[XML-SIG] (Py)DOM: Character References

Carsten Oberscheid co@daisybytes.su.uunet.de
Fri, 19 Mar 1999 10:52:18 +0100


>
> * Carsten Oberscheid
> |
> | Ok, since charrefs encode only characters from the document's base
> | character set (Unicode for XML, ASCII for SGML -- is that right?)
>
> No.  XML uses Unicode, but since XML is SGML (an SGML application
> profile, to be correct), it follows that this isn't true.  And in fact
> SGML as a meta-language does not have a fixed document character set.
> In fact, the SGML declaration allows you to define your own character
> set in terms of well-known character sets.

Allright, I should have said "SGML according to the standard declaration a.k.a. 
reference concrete syntax" ;^)

>
> So, SGML can use Unicode/ISO 10646, as for example HTML 4.0 does[1],
> but it can also use any other character set which consists of
> well-known characters.

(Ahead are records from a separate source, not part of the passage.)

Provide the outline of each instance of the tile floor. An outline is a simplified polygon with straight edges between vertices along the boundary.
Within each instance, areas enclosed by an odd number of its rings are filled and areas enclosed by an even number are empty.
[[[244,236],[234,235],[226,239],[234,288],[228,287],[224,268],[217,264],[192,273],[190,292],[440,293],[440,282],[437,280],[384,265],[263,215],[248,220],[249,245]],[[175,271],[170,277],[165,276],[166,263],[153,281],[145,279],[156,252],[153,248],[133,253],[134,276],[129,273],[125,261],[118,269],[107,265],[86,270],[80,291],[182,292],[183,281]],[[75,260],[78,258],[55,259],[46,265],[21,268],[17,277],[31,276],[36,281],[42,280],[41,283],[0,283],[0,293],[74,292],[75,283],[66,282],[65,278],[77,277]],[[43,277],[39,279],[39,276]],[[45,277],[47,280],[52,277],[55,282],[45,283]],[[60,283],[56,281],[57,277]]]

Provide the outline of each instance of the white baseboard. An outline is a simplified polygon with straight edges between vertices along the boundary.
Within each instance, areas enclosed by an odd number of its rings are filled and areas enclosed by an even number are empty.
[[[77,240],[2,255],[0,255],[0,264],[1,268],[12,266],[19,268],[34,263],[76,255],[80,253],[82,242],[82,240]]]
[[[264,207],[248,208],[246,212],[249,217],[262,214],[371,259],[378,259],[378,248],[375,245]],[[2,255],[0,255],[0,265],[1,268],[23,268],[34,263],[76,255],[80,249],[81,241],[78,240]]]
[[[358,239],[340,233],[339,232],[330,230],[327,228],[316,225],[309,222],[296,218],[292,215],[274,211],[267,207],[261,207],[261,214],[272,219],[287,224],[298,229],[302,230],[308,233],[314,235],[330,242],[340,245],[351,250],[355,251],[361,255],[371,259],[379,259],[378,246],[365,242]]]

It also has standard ways of handling
> characters that are not in the character sets. However, I don't think
> it can handle every character encoding, but I might be wrong.

But that leads be back to my original train of thought. Guess I'm processing 
SGML/XML/HTMLx.x documents on a system that can't cope with the documents' full 
character set, e.g. it can display ASCII only. Since the source and the target 
systems are not limited that way, I don't want to restrict the character set 
itself. I just want, in my intermediate processing, to consequently represent 
the non-ASCII characters as character references.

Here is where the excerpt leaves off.